The Angle

The Angle: Notorious No More Edition

Slate’s daily newsletter on the new pro-life movement, the “Trump Effect,” and Ruth Bader Ginsburg’s progressive reputation.

U.S. Supreme Court Justice Ruth Bader Ginsburg greets participants at an annual Women’s History Month reception in Washington, D.C., March 18, 2015.

Allison Shelley/Getty Images

Fresh faces: Ruth Graham looks at the culture of young pro-life activists and finds a large number of teen and twentysomething women who consider themselves feminists—and, importantly, secular.

Here to break some hearts: Mark Joseph Stern sees your T-shirts and tote bags and says to you regretfully: Ruth Bader Ginsburg is not the progressive hero you seek. In the wake of the justice’s recent unsupportive comments about Colin Kaepernick, Stern suggests activists looking for a hero turn instead to Ginsburg’s colleague, Sonia Sotomayor.

In Pennsylvania: Seth Stevenson visited a Trump rally to see if the climate had changed since the release of The Tape. The candidate’s poll numbers have been dipping, and he’s lost support from many mainstream Republicans; the people in Wilkes-Barre didn’t care.

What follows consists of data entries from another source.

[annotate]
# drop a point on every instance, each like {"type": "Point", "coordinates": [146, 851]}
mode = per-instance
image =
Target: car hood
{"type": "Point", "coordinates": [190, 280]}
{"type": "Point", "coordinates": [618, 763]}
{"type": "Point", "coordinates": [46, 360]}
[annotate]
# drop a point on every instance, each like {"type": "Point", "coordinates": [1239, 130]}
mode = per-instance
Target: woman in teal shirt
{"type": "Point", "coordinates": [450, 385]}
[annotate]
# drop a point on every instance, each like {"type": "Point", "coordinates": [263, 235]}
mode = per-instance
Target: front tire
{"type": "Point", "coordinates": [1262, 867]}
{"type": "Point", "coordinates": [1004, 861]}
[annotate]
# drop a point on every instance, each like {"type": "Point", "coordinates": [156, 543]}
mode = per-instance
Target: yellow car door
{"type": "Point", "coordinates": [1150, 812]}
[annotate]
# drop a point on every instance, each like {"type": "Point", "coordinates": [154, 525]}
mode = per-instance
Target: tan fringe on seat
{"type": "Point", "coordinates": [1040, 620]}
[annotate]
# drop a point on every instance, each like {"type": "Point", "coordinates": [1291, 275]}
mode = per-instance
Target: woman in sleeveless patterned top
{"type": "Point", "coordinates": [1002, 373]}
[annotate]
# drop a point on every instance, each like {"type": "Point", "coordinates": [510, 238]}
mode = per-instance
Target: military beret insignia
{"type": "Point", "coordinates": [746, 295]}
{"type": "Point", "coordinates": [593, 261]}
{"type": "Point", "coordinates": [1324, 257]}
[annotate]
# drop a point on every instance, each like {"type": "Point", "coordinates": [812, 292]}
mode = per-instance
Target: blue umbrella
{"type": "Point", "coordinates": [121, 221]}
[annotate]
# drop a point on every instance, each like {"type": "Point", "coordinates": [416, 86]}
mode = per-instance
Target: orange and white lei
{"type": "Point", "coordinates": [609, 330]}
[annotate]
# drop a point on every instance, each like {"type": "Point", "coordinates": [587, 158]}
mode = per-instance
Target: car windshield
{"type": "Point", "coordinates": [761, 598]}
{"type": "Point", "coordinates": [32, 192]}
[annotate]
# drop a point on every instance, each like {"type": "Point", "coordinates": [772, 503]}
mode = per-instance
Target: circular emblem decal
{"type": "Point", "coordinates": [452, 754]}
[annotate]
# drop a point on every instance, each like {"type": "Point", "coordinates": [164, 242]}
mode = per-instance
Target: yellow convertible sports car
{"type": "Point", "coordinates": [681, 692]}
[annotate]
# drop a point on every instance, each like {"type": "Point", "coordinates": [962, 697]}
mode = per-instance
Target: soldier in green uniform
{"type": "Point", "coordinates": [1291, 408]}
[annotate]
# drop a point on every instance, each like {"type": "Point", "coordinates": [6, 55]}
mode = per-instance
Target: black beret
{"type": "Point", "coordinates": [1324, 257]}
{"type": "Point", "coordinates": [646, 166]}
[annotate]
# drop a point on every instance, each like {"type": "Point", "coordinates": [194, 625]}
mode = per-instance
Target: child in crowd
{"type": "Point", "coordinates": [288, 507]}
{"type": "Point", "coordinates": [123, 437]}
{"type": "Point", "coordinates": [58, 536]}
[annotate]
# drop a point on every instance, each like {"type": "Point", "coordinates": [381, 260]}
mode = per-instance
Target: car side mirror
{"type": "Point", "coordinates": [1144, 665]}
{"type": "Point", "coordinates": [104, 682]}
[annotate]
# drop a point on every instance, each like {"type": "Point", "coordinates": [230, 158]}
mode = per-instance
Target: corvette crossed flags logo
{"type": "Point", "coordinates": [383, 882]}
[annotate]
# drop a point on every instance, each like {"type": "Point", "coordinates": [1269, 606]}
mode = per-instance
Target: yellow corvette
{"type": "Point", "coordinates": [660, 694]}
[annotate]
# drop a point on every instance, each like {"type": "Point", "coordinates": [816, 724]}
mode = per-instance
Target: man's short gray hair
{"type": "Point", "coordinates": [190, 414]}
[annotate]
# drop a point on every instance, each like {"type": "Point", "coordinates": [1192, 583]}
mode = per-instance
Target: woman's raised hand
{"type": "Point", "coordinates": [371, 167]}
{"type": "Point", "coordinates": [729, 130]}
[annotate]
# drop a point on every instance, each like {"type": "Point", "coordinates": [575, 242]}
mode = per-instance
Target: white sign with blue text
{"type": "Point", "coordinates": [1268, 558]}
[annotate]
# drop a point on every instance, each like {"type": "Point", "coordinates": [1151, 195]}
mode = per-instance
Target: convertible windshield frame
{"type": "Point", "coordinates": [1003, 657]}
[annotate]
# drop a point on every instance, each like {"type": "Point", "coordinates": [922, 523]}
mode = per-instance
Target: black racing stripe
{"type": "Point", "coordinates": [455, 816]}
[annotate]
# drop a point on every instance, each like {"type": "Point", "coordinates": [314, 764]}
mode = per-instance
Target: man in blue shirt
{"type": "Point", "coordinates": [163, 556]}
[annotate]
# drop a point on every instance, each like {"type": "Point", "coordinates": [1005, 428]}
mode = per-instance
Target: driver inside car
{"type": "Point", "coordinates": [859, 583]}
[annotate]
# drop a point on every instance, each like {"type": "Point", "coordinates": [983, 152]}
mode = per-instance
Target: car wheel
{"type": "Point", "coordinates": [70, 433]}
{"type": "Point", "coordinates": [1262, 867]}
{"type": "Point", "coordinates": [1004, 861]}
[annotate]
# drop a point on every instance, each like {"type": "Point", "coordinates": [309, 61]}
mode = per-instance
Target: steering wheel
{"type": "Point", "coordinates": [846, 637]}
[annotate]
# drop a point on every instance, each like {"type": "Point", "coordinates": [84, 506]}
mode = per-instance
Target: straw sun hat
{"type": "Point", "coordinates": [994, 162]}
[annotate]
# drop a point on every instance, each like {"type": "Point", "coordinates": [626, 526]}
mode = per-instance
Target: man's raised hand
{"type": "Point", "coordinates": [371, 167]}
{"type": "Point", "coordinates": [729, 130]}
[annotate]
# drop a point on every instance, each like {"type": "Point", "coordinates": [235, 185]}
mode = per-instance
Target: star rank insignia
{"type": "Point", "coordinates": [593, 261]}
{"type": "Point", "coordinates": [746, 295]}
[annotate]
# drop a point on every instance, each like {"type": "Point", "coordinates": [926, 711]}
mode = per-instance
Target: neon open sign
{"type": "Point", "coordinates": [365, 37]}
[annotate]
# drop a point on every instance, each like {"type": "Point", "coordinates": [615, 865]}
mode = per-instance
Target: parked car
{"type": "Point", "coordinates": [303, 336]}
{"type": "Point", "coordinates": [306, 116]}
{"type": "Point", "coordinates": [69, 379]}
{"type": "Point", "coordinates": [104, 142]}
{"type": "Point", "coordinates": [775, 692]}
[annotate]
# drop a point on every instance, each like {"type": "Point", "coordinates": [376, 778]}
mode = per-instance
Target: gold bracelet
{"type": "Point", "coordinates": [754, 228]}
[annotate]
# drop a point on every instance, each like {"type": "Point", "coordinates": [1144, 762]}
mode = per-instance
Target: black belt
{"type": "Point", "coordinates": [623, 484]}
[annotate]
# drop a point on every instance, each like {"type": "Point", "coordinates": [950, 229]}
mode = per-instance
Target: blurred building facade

In the classroom: Is the so-called “Trump Effect”—an election-related outbreak of bullying and fear in K-12 schools across the nation—real? Dana Goldstein finds mixed evidence and some disturbing anecdotes.

No guts: Liberals are far too reliant on so-called “eviscerations” of objectionable opponents, Sam Kriss writes. What have all those “epic rants” from the likes of Keith Olbermann achieved? Very little.

For fun: A love letter to that most unlikely of crushes: Microsoft Word.